Recuerdo que, ya hace bastante tiempo, en un portal católico, ante una noticia que ahora no sé cuál era, alguien escribía, en un comentario, que «Dios también es un sentimiento«. Firmaba ese comentario alguien que ponía antes de su nombre «P.». Quiero pensar que no se trataba de un sacerdote y que esa letra pe no quiere decir «padre». Porque lo que dejó escrito y defendió es una auténtica barbaridad.
Si Dios fuera un sentimiento tendríamos un verdadero problema. No podríamos confiar en Él. Hoy diría una cosa, pero sin ninguna garantía de que, pasado un tiempo, no fuera a cambiar de opinión. Dado que uno de los atributos de Dios es precisamente ser inmutable, llegamos a un absurdo lógico. Porque los sentimientos son mutables. Muy mutables.
Es curiosa la obsesión con los sentimientos que se tiene en algunos círculos. Como si fueran los sentimientos los que definen la realidad. Como si nos definieran. Como si fueran la verdad. Un ejemplo: leyendo un libro de un autor de Nueva Era me encontré con algo muy socorrido hoy por hoy y que venía a ser lo siguiente «si lo sientes así, hazlo«. ¿Para qué pensar? En este caso se trataba de ayudar a alguien a quien le hacía falta ayuda y él no le había ayudado. Pues la excusa que le daba su «maestro espiritual» era esa básicamente: si no sientes que tienes que ayudar, no ayudes. Genial. Como excusa, buenísima.
Por otra parte, también se tiende a confundir el efecto con la causa. No todo lo que se siente es un sentimiento. Igual que un puñetazo, por mucho que se sienta, no es un sentimiento, el amor tampoco. Y, muchísimo menos, Dios. Por mucho que haya veces que se le sienta.

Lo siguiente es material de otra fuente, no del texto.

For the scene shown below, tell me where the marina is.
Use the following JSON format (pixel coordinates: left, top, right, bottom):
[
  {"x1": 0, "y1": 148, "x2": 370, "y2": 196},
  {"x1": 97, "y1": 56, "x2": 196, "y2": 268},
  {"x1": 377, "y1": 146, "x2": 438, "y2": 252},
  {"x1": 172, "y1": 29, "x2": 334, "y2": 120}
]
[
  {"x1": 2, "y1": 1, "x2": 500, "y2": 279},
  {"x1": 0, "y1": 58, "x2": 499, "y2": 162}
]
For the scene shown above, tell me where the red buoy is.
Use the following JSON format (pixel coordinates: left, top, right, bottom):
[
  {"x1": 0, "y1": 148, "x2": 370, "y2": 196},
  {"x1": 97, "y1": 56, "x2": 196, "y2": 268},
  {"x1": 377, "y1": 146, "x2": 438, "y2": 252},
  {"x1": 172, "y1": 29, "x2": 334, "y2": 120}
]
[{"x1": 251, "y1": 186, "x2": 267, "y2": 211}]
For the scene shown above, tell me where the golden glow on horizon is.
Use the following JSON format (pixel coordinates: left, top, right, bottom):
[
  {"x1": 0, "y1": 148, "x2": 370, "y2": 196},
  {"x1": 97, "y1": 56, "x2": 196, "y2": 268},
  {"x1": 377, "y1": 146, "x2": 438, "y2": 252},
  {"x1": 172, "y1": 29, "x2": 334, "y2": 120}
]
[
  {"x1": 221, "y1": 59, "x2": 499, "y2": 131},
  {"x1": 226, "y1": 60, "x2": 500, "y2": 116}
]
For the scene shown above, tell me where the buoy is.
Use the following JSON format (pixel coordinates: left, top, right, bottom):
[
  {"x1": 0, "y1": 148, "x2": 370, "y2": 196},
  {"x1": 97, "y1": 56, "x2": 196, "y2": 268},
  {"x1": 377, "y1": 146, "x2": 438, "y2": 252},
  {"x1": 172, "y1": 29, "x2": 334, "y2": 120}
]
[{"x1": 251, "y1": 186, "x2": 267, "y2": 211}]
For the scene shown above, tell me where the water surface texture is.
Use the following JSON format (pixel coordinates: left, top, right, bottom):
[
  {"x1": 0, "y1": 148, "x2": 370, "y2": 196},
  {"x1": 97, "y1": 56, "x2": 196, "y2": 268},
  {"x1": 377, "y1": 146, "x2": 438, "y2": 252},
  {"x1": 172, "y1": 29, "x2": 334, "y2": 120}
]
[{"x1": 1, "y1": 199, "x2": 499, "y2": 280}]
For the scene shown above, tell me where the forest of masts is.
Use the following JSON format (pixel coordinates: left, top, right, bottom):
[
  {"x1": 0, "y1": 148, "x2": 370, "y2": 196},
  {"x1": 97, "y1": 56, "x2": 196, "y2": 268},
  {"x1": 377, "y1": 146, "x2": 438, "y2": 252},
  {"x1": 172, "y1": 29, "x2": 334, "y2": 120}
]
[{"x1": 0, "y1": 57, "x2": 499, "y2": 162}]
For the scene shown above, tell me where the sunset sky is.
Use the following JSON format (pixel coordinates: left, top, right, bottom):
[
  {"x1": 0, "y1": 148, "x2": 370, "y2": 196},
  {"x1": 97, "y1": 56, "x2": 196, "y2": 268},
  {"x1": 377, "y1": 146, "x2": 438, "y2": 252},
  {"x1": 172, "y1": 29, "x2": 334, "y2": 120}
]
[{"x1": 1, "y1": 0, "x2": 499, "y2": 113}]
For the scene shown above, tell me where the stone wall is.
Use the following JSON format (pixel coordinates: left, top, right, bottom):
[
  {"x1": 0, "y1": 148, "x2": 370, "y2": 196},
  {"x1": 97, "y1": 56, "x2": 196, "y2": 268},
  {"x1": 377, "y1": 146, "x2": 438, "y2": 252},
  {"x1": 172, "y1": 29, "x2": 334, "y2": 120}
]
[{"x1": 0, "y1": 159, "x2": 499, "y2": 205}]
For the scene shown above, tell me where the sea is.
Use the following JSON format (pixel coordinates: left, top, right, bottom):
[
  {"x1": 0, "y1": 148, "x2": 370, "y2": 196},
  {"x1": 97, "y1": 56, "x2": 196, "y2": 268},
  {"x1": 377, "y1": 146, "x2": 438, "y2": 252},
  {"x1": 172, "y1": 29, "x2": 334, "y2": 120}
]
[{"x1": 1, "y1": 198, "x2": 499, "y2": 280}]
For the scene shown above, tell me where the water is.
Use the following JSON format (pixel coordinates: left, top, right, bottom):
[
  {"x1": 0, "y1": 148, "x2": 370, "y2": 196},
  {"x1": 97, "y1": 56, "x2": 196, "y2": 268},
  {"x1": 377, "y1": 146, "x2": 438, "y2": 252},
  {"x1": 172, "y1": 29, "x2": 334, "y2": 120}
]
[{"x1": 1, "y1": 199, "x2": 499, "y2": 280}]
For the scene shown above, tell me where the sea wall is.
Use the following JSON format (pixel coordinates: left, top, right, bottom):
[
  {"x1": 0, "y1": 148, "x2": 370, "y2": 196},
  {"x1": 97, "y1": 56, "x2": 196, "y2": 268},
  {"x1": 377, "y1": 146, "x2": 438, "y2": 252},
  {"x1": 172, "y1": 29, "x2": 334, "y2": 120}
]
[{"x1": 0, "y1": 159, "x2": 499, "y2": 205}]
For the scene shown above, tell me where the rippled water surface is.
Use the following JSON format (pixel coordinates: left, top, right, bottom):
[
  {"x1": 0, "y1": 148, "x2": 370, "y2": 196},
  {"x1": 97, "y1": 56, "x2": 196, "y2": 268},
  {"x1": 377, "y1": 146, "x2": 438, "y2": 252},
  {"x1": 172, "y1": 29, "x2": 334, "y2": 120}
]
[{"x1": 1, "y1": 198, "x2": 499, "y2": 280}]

Los sentimientos son una parte importante del ser humano. Por supuesto. Pero tenemos que aprender a ver de dónde ha salido ese sentimiento concreto y si es conforme a la voluntad de Dios que le haga caso. Hay que darle luz desde la razón y la fe. Es decir, hay que discernir. De lo contrario, iremos dando tumbos al capricho de lo más voluble que llevamos dentro.